Видно было, что Валя не хотела об этом говорить. А Ефим Наумович вдруг стал читать стихи Симонова:

Я много жил в гостиницах,
Слезал на дальних станциях,
Что впереди раскинется –
Всё позади останется.

Валя улыбнулась и продолжила:

Я не скучал в провинции,
Довольный переменами,
Все мелкие провинности
Не называл изменами.
      
Ефим подхватил эстафету:

Искал хотя б прохожую,
Далёкую, неверную,
Хоть на тебя похожую...
Такой и нет, наверное,
Такой, что вдруг приснится мне;
То серые, то синие
Глаза твои с ресницами
В ноябрьском первом инее…

И Валя поняла: это тот, кого она так давно искала.   
– А помнишь, как у Цветаевой? – спросила она:

В декабре на заре было счастье,
Длилось – миг.
Настоящее, первое счастье
Не из книг!..
      
Так они ходили по аллее и читали друг другу стихи. А когда замёрзли, зашли в небольшое кафе. Народу было немного.
– Я рад нашей встрече, – сказал Ефим, глядя на Валю. – Наверное, это судьба.
– И я чувствую себя счастливой. Давно со мною такого не было. Помнишь:
      
Милая Рождественская дама,
Увези меня с собою в облака!

– Увезу! – пообещал Ефим.
Они заказали шампанское, шоколад, фрукты. В полночь, довольные и счастливые, вернулись к машине, и он отвёз Валю домой.
Она ждала, что он сделает попытку зайти к ней. Она бы не возражала. Но он нежно поцеловал её в губы и тихо сказал:
– До завтра… Я буду ждать тебя на том же месте и в то же время…
Валя была рада его сдержанности. Прошептала:

– Милый, в этот вечер зимний
Будь, как маленький, со мной…

Потом прервала себя, словно извинилась:
– Очень люблю Цветаеву. Ты прости меня, я тебя, наверное, уже заколебала.
– Нечего извиняться. И я люблю Цветаеву. И пусть будет…

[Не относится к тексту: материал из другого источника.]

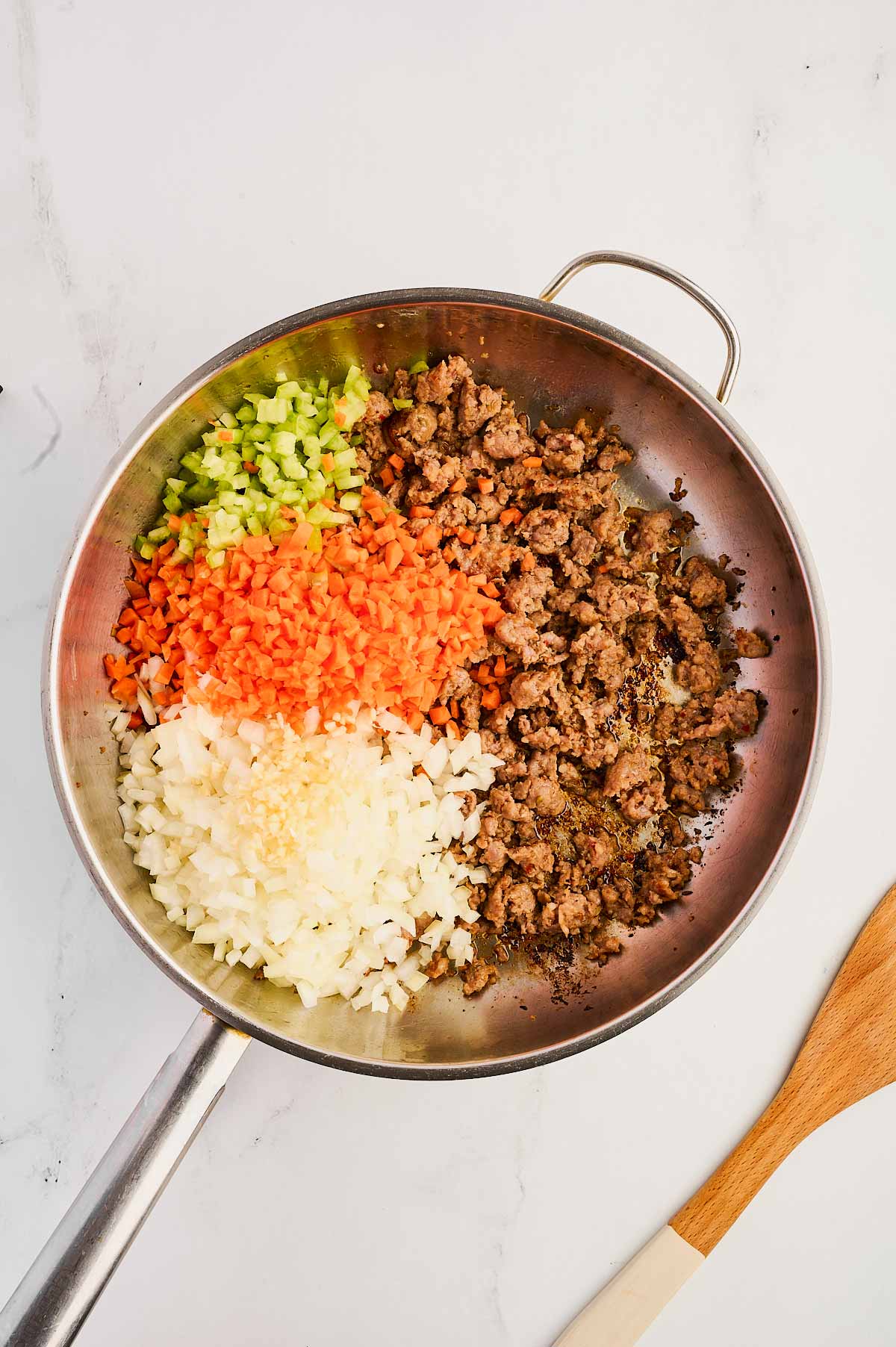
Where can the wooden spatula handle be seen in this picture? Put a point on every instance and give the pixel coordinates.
(715, 1207)
(631, 1301)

…легендой – день вчерашний,
Чтоб был безумьем – каждый день!

Он обнял девушку и крепко поцеловал в губы.

На следующий день они снова бродили по городу, читали стихи, а поздним вечером Ефим пригласил девушку к себе.
– Ты никогда не жалела, что приехала сюда?
– Что уж об этом говорить? Отвечу тебе словами Марины Цветаевой, – ответила Валя.

Той, где на монетах –
Молодость моя –
Той России – нету,
Как и той меня.

В тот вечер она осталась у Ефима, а вскоре и переехала к нему жить.

Четыре года пролетели для Ефима Наумовича как один миг. Они с Валей ходили в театры и музеи, ездили загорать к океану в Северную Каролину, где жила её подруга. Всё, казалось, было хорошо, но однажды, когда Ефим Наумович был на работе, Валя собрала свои вещи и ушла, оставив на столе записку.

Дорогой Фима! Я всё же решилась это сделать. Долго мучилась, но скрывать больше не могу и не хочу. Я полюбила другого и сегодня уезжаю с ним. Благодарна тебе за всё. Ты мне подарил прекрасные годы счастья. Но обманывать тебя не могу! Если можешь, прости. Ты останешься в моей памяти светлым пятнышком. Будь счастлив, и я надеюсь, что Фаина тебе ещё подыщет достойную спутницу. Валя.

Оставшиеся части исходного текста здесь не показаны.